Other interesting artifacts
Just like all of the other Buddhist temples that I have visited, there is much more to see than the main structures. The Wat Pha Lat complex is dotted with interesting carving and Buddhist statues. The following photos are some of the other interesting artifacts at the Wat Pha Lat temple.
It is easy to see the jungle environment in all of the photos of the complex but I think it is important to show the natural surrounding on the edge of the complex. The natural surroundings of almost impenetrable jungle really gives the temple a completely different feeling from any other Buddhist temple that I have visited.
Wat Pha Lat is a hidden jungle temple tucked into the mountains just outside Chiang Mai and near Wat Phrathat Dio Suthep. Chiang Mai is known as the city of temples and Wat Pha Lat is one of the lesser known temples probably because it is not easy to find and the temple buildings are very understated compared to the other temples in Chiang Mai that are fancily adorned with golden plated stupas and Buddha statues. These understated qualities and the tranquil nature of being remote without many tourist are the qualities that I found most appealing.

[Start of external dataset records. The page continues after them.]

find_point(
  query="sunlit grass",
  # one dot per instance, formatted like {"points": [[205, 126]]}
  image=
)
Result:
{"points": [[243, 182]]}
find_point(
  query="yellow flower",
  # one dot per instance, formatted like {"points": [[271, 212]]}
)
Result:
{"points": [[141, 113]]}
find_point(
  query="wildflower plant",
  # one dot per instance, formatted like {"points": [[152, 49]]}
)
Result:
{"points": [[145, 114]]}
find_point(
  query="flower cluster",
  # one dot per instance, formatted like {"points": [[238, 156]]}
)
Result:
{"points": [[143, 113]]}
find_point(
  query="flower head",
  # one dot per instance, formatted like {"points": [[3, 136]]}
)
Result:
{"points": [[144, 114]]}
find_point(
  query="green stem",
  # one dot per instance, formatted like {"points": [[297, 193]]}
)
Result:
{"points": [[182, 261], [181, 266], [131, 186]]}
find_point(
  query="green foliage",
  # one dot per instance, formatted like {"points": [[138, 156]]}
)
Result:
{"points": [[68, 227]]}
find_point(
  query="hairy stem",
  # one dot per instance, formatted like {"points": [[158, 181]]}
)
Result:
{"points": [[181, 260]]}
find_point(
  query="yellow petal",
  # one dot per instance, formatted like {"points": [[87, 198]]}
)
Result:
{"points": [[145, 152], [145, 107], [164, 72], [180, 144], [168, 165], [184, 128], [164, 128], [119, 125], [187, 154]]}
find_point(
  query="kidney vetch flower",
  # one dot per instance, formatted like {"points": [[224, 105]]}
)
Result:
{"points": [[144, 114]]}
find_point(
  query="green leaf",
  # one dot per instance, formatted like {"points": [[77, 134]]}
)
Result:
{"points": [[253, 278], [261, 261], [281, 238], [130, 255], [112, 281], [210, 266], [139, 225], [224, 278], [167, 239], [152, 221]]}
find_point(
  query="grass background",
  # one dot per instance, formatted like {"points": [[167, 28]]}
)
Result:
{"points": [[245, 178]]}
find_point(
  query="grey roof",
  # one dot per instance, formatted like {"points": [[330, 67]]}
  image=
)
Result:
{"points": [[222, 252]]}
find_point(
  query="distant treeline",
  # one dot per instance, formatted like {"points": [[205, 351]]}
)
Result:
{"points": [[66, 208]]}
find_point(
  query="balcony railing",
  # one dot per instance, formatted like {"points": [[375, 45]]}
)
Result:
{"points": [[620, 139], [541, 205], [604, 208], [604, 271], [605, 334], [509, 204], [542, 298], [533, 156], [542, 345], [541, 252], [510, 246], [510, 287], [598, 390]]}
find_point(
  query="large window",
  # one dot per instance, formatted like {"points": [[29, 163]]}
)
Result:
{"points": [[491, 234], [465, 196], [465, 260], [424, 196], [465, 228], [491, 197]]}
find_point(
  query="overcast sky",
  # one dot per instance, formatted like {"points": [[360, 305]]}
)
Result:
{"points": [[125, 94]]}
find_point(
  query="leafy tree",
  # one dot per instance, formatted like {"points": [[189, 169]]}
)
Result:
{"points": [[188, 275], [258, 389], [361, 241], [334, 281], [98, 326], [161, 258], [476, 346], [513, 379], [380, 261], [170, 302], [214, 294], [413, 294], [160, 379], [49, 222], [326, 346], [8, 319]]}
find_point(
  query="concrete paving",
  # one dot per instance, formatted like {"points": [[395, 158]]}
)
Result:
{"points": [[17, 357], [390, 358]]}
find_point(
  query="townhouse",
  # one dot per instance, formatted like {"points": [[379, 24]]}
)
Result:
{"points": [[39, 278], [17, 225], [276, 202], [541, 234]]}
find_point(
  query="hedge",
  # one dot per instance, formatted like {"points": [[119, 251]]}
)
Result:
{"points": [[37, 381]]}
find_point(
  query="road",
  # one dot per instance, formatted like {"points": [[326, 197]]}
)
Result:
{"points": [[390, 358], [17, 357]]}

The temple grounds are filled with the soothing sounds of flowing water and tree leaves blowing in the wind. The jungle setting and the moss covered statues give the temple complex a sense of mystery. It is so isolated and with only a few tourists wandering around it seem like it is an abandoned temple, but it is still operational.
One of the most noticeable aspects of the temple is how nature has encroached into the temple. Some places vines and roots from the jungle have crept onto the buildings and statues and the temple seems to seamlessly blend into the natural environment.
Tourists are normally wowed by the overwhelming beauty of the spectacular temples in Thailand, Wat Pha Lat is not that type of temple but its simplicity, peacefulness and harmony with nature left me just as fascinated as many of the other temples that is have visited in Thailand.